Elastic Agent will be installed at /opt/Elastic/Agent and will run as a service. Do you want to continue? [Y/n]:y
{"log.level":"info","@timestamp":"2024-09-09T10:58:05.121-0500","log.origin":{"file.name":"cmd/enroll_cmd.go","file.line":403},"message":"Generating self-signed certificate for Fleet Server","ecs.version":"1.6.0"}
{"log.level":"info","@timestamp":"2024-09-09T10:58:06.733-0500","log.origin":{"file.name":"cmd/enroll_cmd.go","file.line":792},"message":"Fleet Server - Starting","ecs.version":"1.6.0"}
{"log.level":"info","@timestamp":"2024-09-09T10:58:08.735-0500","log.origin":{"file.name":"cmd/enroll_cmd.go","file.line":792},"message":"Fleet Server - Error - x509: certificate signed by unknown authority","ecs.version":"1.6.0"}
{"log.level":"info","@timestamp":"2024-09-09T10:59:08.751-0500","log.origin":{"file.name":"cmd/enroll_cmd.go","file.line":792},"message":"Fleet Server - Starting","ecs.version":"1.6.0"}
Error: fleet-server failed: context canceled
For help, please see our troubleshooting guide at https://www.elastic.co/guide/en/fleet/8.4/fleet-troubleshooting.html
Error: enroll command failed with exit code: 1
For help, please see our troubleshooting guide at https://www.elastic.co/guide/en/fleet/8.4/fleet-troubleshooting.html

I have also tried installing with the --fleet-server-es-insecure flag (found it in this issue ). With this, the fleet server installs properly and shows a Healthy status, but the agents wont report any data (although they show Healthy as well).
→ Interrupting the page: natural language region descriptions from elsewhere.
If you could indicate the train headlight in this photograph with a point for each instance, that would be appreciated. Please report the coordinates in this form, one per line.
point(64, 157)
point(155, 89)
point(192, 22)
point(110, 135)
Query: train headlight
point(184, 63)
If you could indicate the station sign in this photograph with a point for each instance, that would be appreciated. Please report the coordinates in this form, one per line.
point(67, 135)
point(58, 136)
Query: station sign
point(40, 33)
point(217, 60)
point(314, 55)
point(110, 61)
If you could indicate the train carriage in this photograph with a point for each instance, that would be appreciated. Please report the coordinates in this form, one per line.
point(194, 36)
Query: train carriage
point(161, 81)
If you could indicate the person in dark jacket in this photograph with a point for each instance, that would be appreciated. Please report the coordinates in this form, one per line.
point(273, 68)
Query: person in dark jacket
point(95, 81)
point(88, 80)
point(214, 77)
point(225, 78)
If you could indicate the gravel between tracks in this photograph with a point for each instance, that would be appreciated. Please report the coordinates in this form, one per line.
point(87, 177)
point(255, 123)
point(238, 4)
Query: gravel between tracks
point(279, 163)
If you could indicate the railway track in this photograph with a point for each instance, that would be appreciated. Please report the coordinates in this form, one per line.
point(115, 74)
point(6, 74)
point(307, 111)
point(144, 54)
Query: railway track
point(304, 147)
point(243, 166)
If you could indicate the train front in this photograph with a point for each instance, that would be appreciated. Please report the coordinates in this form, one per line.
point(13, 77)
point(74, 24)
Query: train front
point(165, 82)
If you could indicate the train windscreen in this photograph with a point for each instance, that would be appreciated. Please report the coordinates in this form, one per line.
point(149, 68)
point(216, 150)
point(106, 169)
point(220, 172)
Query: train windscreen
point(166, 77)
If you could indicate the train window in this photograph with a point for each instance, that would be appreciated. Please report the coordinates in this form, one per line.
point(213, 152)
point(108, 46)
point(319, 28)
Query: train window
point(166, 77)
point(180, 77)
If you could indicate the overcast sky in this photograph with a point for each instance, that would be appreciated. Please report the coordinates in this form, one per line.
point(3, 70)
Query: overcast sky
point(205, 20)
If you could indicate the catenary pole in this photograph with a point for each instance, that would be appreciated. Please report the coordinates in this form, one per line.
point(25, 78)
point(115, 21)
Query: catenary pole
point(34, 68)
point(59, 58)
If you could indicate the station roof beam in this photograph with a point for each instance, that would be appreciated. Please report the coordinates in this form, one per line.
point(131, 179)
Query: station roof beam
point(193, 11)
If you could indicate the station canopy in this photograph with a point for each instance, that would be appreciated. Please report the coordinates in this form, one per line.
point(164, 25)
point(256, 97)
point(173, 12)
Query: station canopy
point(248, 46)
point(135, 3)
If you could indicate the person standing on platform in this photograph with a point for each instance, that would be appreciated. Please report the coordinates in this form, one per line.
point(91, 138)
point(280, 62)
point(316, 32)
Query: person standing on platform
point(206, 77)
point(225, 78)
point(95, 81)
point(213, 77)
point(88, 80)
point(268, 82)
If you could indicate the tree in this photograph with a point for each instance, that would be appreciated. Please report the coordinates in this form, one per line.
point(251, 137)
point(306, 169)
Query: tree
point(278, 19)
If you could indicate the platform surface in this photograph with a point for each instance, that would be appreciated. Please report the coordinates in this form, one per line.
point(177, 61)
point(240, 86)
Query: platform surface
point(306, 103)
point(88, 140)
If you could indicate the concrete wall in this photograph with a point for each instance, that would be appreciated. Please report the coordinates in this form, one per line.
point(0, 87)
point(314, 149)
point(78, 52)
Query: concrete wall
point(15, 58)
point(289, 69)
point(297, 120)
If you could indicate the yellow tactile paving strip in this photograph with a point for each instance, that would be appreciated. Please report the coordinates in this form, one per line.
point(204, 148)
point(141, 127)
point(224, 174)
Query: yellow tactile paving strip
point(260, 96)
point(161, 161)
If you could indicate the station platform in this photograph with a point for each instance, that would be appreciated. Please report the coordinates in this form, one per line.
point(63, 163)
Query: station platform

I would really appretiate some help here, and thank you in advance.

Solved it! The http-public certificate was invalid. Updated the Fingerprint into the output setting and it propagated through the fleet properly.

1 Like

I'm having the same certificate error with self signed certs and dont fully understand your solution. How did you update the fingerprint in the install?

I am also facing the same issue and have no idea what was meant from @kev24 answer.

Hey! sure thing:

When deploying the ES cluster for the first time I had to extract the fingerprint of the http certificate by executing the following command in any of the members of the cluster:

openssl x509 -in /usr/share/config/http-certs/ca.crt -sha256 -fingerprint | grep SHA256 | sed 's/://g'

The result of this command is the trusted fingerprint that should be configured on the output section of the fleet settings.

After a year, Elasticsearch renewed the certificate, changing this fingerprint, so the agents with the old fingerprint would throw the x509 error.

The solution was basically updating the fingerprint in the fleet configuration, so it would be propagated automatically through the agents.

image

I hope this answers on more detail your questions

Indeed that does! I'll give it a try since I've been banging my head against why fleet wouldn't connect despite declaring the certificate authority for the HTTP and elastic stack in many different troubleshooting attempts.